Reading Experiments. A New Materiality of Language in Contemporary Finnish Poetry.
How does the expressional experimentation common to contemporary poetics alter the way readers perceive the meanings of a poem? In other words, how should the reader react to the ”new” in new poetry? For if – as the word ”new” seems to imply – something has radically changed in the way poetical texts confront the world, shouldn’t the reader also modify hers/his approach towards the texts?
Finnish poetry of late 20th century has been dominated by a notion of autonomous, modernist trope. Under the modernist regime, images, conceits, similitudes and metaphors have defined not only the way in which poetry is written, but also the ways in which poetry is read, analyzed and interpreted. The experimental practices of the new poetry in the 21st century have questioned the representational autonomy of the modernist image.
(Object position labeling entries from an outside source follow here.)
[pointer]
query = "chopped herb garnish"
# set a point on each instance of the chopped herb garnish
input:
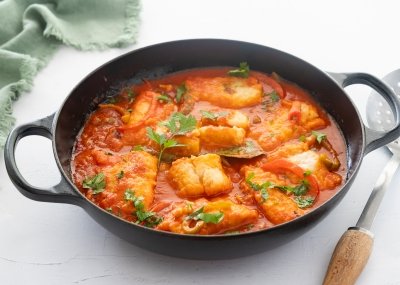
(131, 95)
(259, 187)
(242, 71)
(199, 214)
(150, 219)
(180, 91)
(178, 124)
(120, 174)
(164, 98)
(304, 202)
(307, 173)
(300, 189)
(320, 136)
(270, 99)
(213, 116)
(97, 183)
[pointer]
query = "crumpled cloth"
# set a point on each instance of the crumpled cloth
(32, 30)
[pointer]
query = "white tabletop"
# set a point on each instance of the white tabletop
(45, 243)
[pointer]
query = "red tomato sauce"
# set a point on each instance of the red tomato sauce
(189, 183)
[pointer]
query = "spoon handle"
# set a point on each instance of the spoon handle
(349, 257)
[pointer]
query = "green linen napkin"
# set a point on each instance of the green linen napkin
(32, 30)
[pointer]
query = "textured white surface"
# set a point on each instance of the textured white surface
(44, 243)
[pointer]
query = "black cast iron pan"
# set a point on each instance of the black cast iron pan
(157, 60)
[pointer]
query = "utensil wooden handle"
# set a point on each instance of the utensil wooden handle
(349, 257)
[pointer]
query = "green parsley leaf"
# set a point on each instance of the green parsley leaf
(199, 214)
(177, 124)
(180, 91)
(270, 99)
(97, 183)
(304, 202)
(150, 219)
(131, 95)
(320, 136)
(164, 98)
(242, 71)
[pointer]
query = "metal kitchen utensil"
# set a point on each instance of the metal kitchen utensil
(354, 247)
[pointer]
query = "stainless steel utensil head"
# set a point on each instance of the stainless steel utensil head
(379, 115)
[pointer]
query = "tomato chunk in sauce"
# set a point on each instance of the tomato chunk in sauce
(210, 151)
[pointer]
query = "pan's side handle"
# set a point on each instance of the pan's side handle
(60, 193)
(374, 139)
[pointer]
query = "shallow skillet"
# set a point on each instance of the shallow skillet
(157, 60)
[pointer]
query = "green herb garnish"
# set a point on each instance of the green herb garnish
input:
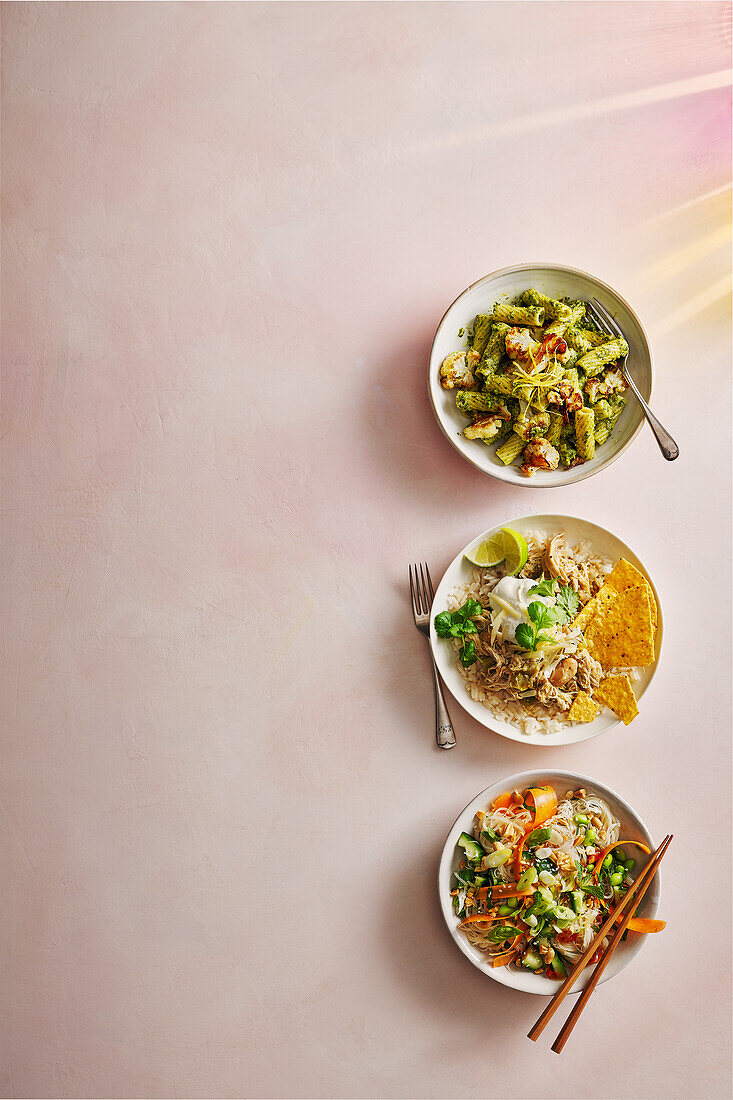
(528, 635)
(457, 625)
(539, 836)
(544, 587)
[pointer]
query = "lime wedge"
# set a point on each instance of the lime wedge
(515, 550)
(506, 546)
(490, 552)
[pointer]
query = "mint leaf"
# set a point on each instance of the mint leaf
(442, 624)
(525, 636)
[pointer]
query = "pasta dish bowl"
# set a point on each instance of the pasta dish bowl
(526, 386)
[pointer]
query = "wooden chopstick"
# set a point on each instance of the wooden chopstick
(605, 957)
(627, 905)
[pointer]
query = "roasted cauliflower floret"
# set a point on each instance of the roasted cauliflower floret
(553, 345)
(521, 345)
(533, 428)
(484, 427)
(539, 454)
(566, 396)
(612, 382)
(457, 370)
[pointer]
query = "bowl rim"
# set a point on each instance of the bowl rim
(516, 735)
(569, 476)
(501, 974)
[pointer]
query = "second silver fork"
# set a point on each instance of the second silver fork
(420, 590)
(606, 323)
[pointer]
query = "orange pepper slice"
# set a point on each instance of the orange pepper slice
(645, 924)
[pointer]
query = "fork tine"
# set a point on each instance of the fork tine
(416, 609)
(427, 602)
(429, 583)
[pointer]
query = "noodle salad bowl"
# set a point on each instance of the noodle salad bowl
(488, 297)
(561, 930)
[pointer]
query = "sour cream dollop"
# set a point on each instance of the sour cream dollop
(509, 604)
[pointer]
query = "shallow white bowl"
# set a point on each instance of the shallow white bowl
(459, 572)
(558, 283)
(632, 828)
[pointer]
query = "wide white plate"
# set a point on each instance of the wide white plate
(632, 828)
(459, 572)
(558, 283)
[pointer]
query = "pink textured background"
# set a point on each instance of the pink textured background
(229, 232)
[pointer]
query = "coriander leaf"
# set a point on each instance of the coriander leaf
(539, 615)
(567, 603)
(525, 636)
(544, 587)
(535, 611)
(537, 837)
(545, 865)
(442, 624)
(501, 933)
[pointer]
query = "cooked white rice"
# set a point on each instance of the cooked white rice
(527, 715)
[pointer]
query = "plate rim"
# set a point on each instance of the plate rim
(499, 472)
(445, 861)
(548, 740)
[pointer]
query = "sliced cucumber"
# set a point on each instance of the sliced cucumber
(532, 960)
(470, 846)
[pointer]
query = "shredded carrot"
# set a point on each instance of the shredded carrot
(544, 801)
(616, 844)
(517, 856)
(645, 924)
(483, 917)
(499, 892)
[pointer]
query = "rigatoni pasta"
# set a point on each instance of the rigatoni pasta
(538, 381)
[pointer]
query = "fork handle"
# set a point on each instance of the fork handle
(444, 728)
(667, 444)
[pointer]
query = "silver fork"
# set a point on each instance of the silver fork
(420, 590)
(606, 323)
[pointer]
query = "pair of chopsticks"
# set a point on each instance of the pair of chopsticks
(622, 914)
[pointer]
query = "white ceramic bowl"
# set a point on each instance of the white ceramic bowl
(459, 572)
(558, 283)
(632, 828)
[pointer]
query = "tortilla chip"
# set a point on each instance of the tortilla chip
(621, 635)
(625, 575)
(583, 708)
(617, 694)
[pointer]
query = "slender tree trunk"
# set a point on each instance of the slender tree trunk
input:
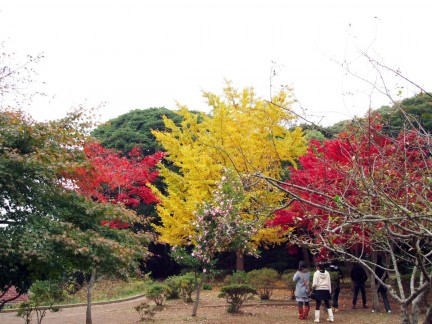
(306, 259)
(239, 261)
(428, 318)
(89, 292)
(198, 285)
(373, 284)
(405, 318)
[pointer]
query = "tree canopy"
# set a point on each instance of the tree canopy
(46, 227)
(242, 133)
(133, 129)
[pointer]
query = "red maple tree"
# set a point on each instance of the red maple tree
(363, 172)
(111, 177)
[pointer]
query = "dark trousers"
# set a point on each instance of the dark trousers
(318, 304)
(335, 297)
(383, 292)
(359, 286)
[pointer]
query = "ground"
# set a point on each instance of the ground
(213, 310)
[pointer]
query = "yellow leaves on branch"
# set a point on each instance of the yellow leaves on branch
(243, 133)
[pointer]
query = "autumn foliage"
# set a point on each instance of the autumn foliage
(363, 174)
(110, 177)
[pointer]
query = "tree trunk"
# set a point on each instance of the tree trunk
(306, 259)
(428, 318)
(405, 318)
(198, 285)
(373, 284)
(239, 261)
(89, 292)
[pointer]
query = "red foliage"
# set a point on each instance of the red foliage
(337, 170)
(113, 178)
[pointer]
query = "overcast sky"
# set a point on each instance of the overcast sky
(140, 54)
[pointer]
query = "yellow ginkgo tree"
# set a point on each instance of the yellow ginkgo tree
(242, 133)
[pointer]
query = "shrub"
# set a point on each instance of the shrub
(186, 284)
(207, 287)
(42, 296)
(174, 287)
(147, 311)
(157, 292)
(263, 280)
(238, 277)
(235, 295)
(287, 278)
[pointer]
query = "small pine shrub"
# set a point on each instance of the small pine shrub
(157, 292)
(287, 278)
(147, 311)
(235, 295)
(264, 281)
(186, 284)
(238, 277)
(174, 287)
(207, 287)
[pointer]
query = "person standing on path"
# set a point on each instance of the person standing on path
(381, 289)
(322, 284)
(301, 279)
(359, 277)
(336, 275)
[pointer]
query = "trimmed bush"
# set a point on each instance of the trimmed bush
(264, 281)
(147, 311)
(186, 284)
(157, 292)
(174, 287)
(235, 295)
(287, 278)
(238, 277)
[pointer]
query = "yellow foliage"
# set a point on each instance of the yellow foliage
(243, 133)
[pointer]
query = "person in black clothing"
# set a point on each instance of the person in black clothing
(359, 277)
(336, 275)
(383, 275)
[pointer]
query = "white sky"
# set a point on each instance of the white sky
(140, 54)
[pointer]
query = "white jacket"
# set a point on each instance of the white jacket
(321, 281)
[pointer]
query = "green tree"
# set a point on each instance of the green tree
(133, 129)
(47, 229)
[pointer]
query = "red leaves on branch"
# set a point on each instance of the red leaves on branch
(113, 178)
(360, 168)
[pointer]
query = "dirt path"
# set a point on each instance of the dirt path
(212, 310)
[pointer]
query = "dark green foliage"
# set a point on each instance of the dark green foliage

The poetical experimentation has been defined, from a readers’ point of view, as breaking up of both a single voice and the overall coherence of a (modernist) poetic text.
One possible and – especially in the contexts of the new forms of expression that have emerged in Finnish 21st century poetry, e.g. in the works of Harry Salmenniemi and Henriikka Tavi – relevant approach is to stress the materiality of language as a starting point of a literary analysis. The notion of language as primarily material defies and questions the dictatorship of representation, the unparallel power of image as a path or a window to sublime meanings.
When framed within the context of new materialist (art) philosophy, the material language of the new poetry is conceived no longer as a means of representation (tropes), but as a plane or field of intensifications, affects and the sensational, transformative relationship between the reader-subject and the text-object. Poetic language transforms from figurative to figural, as the term introduced by Gilles Deleuze suggests.